Se acabó. Si había vuelto al pueblo por algo, ya se ha acabado. Sólo tiene que esperar a la vuelta. Se acabaron los sobresaltos, las pesadillas, y la culpabilidad. Se acabó el pensamiento perpetuo que inundaba su cabeza a cada momento buscando una respuesta. Se acabaron los miedos que de repente le sorprendían sin avisar en cualquier sitio, en el cine, en el trabajo, haciendo el amor. Se acabó el pasado que se quiere olvidar y su empeño por eliminar vuelve más vivos los recuerdos, que ahora sí que guardará, con cariño, con la memoria de su madre en los buenos momentos. Se acabó.

El teléfono en casa de sus padres no ha parado de sonar en toda la mañana, con gente dando el pésame y preguntando a que hora será el entierro mañana. Juanjo no ha hecho gran cosa para ayudar, sólo ha ido a alquilar sillas al casino del pueblo para que la gente pueda sentarse en la casa, ya que el velatorio no será en el cementerio, a su madre no le hubiera gustado, según dice su padre. También se ha ocupado en avisar a su vecina Carmen de que mañana irán los hombres a velar el cuerpo a su casa, ya que, según la tradición que siguen en el pueblo, los hombres velan el cuerpo en la casa del vecino y las mujeres lo hacen en la casa del difunto. Recuerda lo mucho que se reían sus amigos en Madrid cuando lo contaba, que cómo era posible que tuvieras que ir a molestar a una vecina para hacer un velatorio, y se reían aún más cuando imaginaban si eso se hiciera allí, en Madrid, donde nadie o casi nadie conoce a quién habita en frente de su puerta, donde es difícil saber quién es con el que estás, ya que nadie quiere conocer a nadie, no hay tiempo para eso, aunque él siempre lo agradeció, sentirse anónimo, uno más, que no sobresalía, que no tenía nada de diferente al resto. La omnipresencia que representaba en el pueblo había desaparecido en el mismo momento en el que se bajó del autobús para buscar un piso, luego un trabajo y después unos amigos de los que carecía cuando vivía con sus padres. Le duele que ningún compañero del colegio se haya acercado a su casa para verlo, para darle el pésame y recodar cualquier anécdota absurda. Sabe que romperá la tradición y se quedará a velar a su madre con las mujeres, aunque su padre le haya dicho que siempre tiene que estar llamando la atención, velará el cuerpo de su madre a su lado.

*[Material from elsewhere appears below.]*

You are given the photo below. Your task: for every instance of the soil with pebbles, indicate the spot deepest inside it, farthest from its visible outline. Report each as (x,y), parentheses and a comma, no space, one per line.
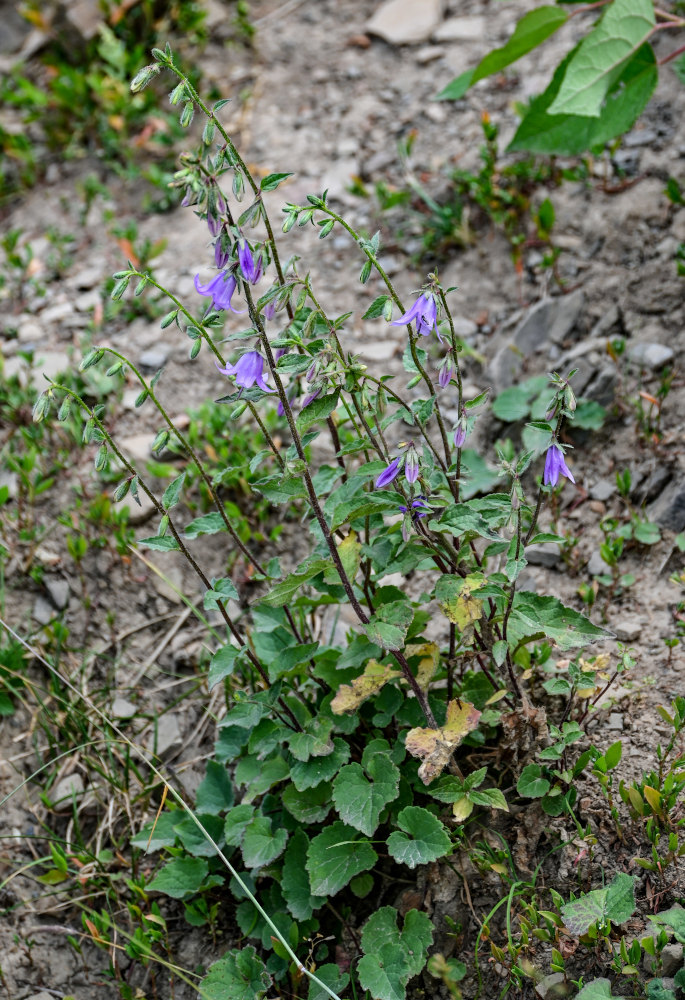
(322,98)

La noche está llegando y la gente empieza a acercarse a la casa. Los velatorios no son silenciosos, todo lo contrario. Después de dar el pésame a la familia, la gente se sienta, y empieza a hablar, como si no tuviera tiempo de verse por el día. Hablan de olivos y del campo, de quién está pensando en vender una fanega o de lo mala o buena que será la cosecha ése año, de quién se va a casar o de quién va a tener un chiquillo en los próximos meses, o de la enfermedad de algún vecino que ya viene para larga y de la pinta que tiene, tardará poco en morir; se habla del alcalde y de lo mal o lo bien que lo está haciendo y de que cada vez está más alta la contribución y no hacen muchas cosas en el pueblo. La zona de las mujeres es diferente, aunque también se habla, pero parece que en silencio, respetando que el cuerpo está en una de las habitaciones de la casa. Juanjo está solo cuando suena el móvil. No le suena el número, pero decide cogerlo. El chico sin nombre pregunta cómo está, y qué ha pasado con su madre. Le dice que murió por la mañana y que ahora está el velatorio, que la enterrarán a las doce del próximo día. El chico sin nombre le dice que lo siente, y que le gustaría estar allí con él para consolarlo. Juanjo no lo cree. Su padre lo está llamando, hay gente que quiere darle el pésame en la otra casa. Se despide del chico sin nombre y sale a la calle.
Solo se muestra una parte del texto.